Milliyetçiliklerin, savaşın ve henüz bilinmeyen meçhul onlarca yerel savaşın eşiğinde yükselişe geçtiği bir dönemde, İstanbul’daki Türkçülük müdafiilerinden biriydi Hasan Ferit Cansever.
Türabî Baba Tekkesi’nin son şeyhi Mehmed Ali Efendi’nin oğlu. Mekteb-i Tıbbiye’den mezun olmasının hemen ardından Sina Cephesi Hilâliahmer Hastanesi’ne başhekim olarak gönderildi ve Gazze düşene kadar orada görev yaptı, döndüğünde Haydarpaşa Hastanesi başhekimiydi.
Anadolu’da ve İstanbul’da yeni kurulan Türkiye’nin sağlık meselelerinde öncülük yapmaya ve teşkilatlanmalarını gerçekleştirmeye devam etti Sağlık Bakanlığı, bünyesinde kurduğu Sıtma ile Mücadele Teşkilatı bunlardan biriydi.
Cumhuriyet Halk Fırkası’nın tek parti yönetiminin sonlarına doğru iyiden iyiye sertleşen yönetiminin sonuçlarından biri olarak sağlık teşkilatlanmalarıyla değil, Türkçülük faaliyetleri sürdürdükleri Türk Ocaklarıteşkilatlanması üzerinden hedefe konuldu.
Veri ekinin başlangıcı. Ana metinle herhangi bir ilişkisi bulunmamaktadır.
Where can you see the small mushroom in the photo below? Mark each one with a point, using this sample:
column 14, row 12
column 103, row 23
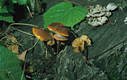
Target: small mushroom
column 61, row 32
column 79, row 42
column 43, row 35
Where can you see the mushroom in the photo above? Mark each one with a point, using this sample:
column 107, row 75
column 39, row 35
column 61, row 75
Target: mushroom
column 79, row 42
column 43, row 35
column 61, row 32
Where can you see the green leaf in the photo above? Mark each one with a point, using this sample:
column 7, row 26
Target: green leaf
column 65, row 13
column 3, row 10
column 7, row 18
column 21, row 2
column 10, row 65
Öncesinde, 1927’de Ocak’ın umumi katibiyken istifa etmesinin arkasında, CHF ile teşkilatın bütünleşmesi yer alıyordu ve bu rahatsızlığının detaylarını oğlu Turgut Cansever işaret ediyor: Büyük amcasının oğlu ve Eyüp’teki Ümmî Sinan Tekkesi ’nin kapatılmadan bir önceki şeyhi Yahya Galib Bey’in tekkelerin kapatılması için önerge vermesi, İstiklâl Mahkemeleri’nde Tıbbiye’den arkadaşı ve Türk Ocakları’nda beraber çalıştığı eniştesi Reşid Galip ’in görev almış olması.
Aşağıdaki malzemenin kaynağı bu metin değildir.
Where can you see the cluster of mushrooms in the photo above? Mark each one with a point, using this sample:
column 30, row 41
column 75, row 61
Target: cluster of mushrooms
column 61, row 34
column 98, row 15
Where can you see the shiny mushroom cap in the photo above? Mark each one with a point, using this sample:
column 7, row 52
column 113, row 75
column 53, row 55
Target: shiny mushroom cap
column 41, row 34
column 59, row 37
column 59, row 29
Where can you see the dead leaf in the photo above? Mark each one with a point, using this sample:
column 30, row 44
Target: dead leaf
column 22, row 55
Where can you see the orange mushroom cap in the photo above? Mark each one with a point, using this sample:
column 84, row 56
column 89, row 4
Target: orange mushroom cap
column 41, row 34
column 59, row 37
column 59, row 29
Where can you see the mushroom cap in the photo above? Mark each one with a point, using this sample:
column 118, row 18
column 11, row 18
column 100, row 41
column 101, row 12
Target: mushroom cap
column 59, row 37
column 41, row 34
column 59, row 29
1931’de Türk Ocakları kapatıldı, 1942’de teşkilatla birlikte kapatılan Türk Yurdu dergisini tekrar canlandırmak istedi ancak rejimin kâğıt temin etmemesi sebebiyle bu teşebbüsü sakıt kaldı. 1944 Türkçülük-Turancılık davasının sanıkları arasında yer almasının gerekçeleri arasında bunlarla birlikte bireysel temasları Nihal Atsız,gibi isimlerin onu bir “aksakal” olarak görerek evine yaptığı ziyaretler de yer aldı. İleri yaşına rağmen bir yıl tutuklu kaldı.
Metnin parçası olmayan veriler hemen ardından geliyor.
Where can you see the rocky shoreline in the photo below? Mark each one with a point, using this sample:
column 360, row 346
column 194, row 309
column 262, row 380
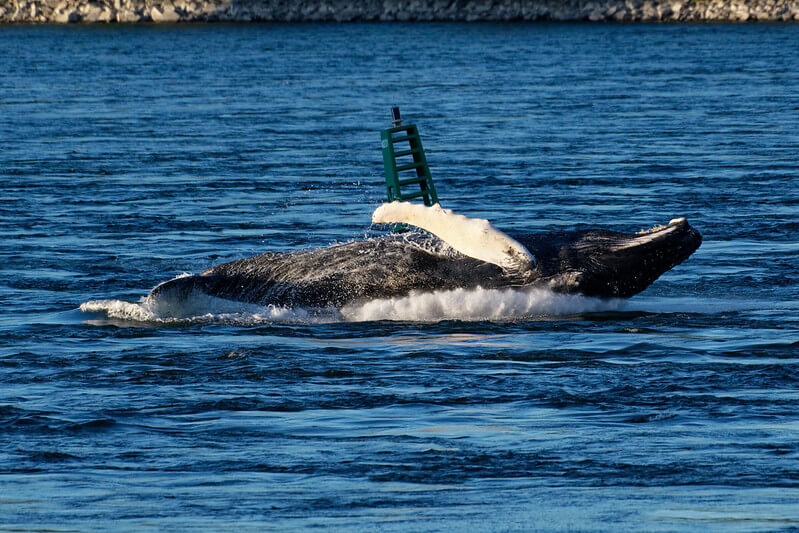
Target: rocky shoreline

Türk Ocakları’nın 1949 yılında Hamdullah Suphi Tanrıöver tarafından ikinci kuruluşunda kurucular arasındaydı. Hayatının son yıllarını serbest hekimlik yaparak geçirdi. Kendisiyle tanışmama vesile olan, Turgut Cansever’in babası için tasarladığı estetik mezar taşında yer alan tek cümlelik ahvali şu şekildedir:
“Türabî Tekkesi şeyhi Mehmed Ali Efendi oğlu Dr. Hasan Ferid Cansever 1891-1969”.